Und schließlich gibt es noch ein formales Problem. Klar, sie wollten diese neuen Regeln im Ministergesetz nie! Aber Ihre eigene Landtagsfraktion hat sie blöderweise trotzdem forciert. Falls also das Kabinett meint, dass Ihr neuer Job einen Bereich tangiert, in dem Sie als Ministerin tätig waren, könnte es Ihnen die schöne Anstellung untersagen.
Aber hey, Sie sind Anja Siegesmund. Sie erkämpften schon 2009 von Astrid Rothe-Beinlich, die als damalige Spitzenkandidatin die Grünen aus 15-jähriger Diaspora in den Landtag zurückgeführt hatte, die eigentlich ihr zustehende Fraktionsspitze. Und Sie dehnten 2015 als neue Ministerin den Parteitagsbeschluss, der sie zur Aufgabe des Landtagsmandats zwang, derart gekonnt aus, dass Ihre Pensionsansprüche ordentlich anwuchsen.
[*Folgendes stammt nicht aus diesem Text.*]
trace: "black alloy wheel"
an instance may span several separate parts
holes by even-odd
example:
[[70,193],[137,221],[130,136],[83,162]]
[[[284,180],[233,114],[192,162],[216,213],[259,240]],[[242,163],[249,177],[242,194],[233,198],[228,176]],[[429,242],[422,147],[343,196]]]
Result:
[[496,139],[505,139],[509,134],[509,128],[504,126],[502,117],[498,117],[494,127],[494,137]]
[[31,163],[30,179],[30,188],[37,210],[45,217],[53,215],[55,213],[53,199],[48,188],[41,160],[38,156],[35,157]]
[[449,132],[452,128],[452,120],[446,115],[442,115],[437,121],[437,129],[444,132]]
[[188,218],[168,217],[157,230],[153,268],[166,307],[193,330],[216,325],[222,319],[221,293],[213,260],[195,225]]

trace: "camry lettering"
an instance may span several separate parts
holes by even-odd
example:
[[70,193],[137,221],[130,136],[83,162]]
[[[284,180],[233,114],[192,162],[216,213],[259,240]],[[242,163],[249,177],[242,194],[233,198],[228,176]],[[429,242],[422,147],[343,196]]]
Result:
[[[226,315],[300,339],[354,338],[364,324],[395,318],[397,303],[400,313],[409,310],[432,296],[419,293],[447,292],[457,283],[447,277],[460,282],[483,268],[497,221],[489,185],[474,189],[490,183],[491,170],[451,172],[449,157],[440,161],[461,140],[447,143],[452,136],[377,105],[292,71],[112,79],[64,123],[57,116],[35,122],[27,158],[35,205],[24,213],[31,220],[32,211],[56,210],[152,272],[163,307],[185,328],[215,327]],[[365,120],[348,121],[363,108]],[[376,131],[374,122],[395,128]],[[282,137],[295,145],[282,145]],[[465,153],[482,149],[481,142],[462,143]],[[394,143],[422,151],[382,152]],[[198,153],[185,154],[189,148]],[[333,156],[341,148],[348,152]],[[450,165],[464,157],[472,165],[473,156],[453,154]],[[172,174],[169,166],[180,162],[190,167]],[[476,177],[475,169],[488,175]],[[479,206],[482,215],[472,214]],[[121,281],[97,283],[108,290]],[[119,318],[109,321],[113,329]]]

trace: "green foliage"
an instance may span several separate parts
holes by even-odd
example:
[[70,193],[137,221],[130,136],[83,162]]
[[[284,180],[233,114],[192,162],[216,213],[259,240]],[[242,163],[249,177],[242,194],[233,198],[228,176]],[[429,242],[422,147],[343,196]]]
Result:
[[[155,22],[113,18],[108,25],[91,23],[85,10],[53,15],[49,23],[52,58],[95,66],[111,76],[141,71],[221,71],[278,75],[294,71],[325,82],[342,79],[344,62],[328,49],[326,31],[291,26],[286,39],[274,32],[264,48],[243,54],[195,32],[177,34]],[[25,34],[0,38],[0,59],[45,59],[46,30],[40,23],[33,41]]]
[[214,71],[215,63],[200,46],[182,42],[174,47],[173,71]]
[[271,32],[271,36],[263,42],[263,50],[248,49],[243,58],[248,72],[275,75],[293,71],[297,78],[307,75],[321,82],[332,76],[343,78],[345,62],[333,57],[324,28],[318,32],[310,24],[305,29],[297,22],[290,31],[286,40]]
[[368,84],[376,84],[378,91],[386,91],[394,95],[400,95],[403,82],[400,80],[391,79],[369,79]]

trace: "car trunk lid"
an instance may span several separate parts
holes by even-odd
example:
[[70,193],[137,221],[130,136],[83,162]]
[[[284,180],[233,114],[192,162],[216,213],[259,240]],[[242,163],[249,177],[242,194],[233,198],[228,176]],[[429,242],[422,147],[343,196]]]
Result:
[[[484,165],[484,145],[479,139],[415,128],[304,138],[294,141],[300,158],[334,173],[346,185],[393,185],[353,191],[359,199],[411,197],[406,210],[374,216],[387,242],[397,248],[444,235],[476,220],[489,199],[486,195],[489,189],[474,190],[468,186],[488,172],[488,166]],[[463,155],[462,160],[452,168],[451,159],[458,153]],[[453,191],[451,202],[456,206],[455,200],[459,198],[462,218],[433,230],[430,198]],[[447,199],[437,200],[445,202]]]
Kurzum, Sie wussten schon immer, wie sie am besten Ihre Interessen durchsetzen. Und so verkündeten Sie denn auch kurz vor Heiligabend Ihren Rücktritt und überraschten damit selbst bei Ihren Grünen nahezu alle. Über die Gespräche mit dem Arbeitgeberverband sagten Sie in der Partei, im Kabinett und in der Öffentlichkeit natürlich kein Wort. Sie sind so frei.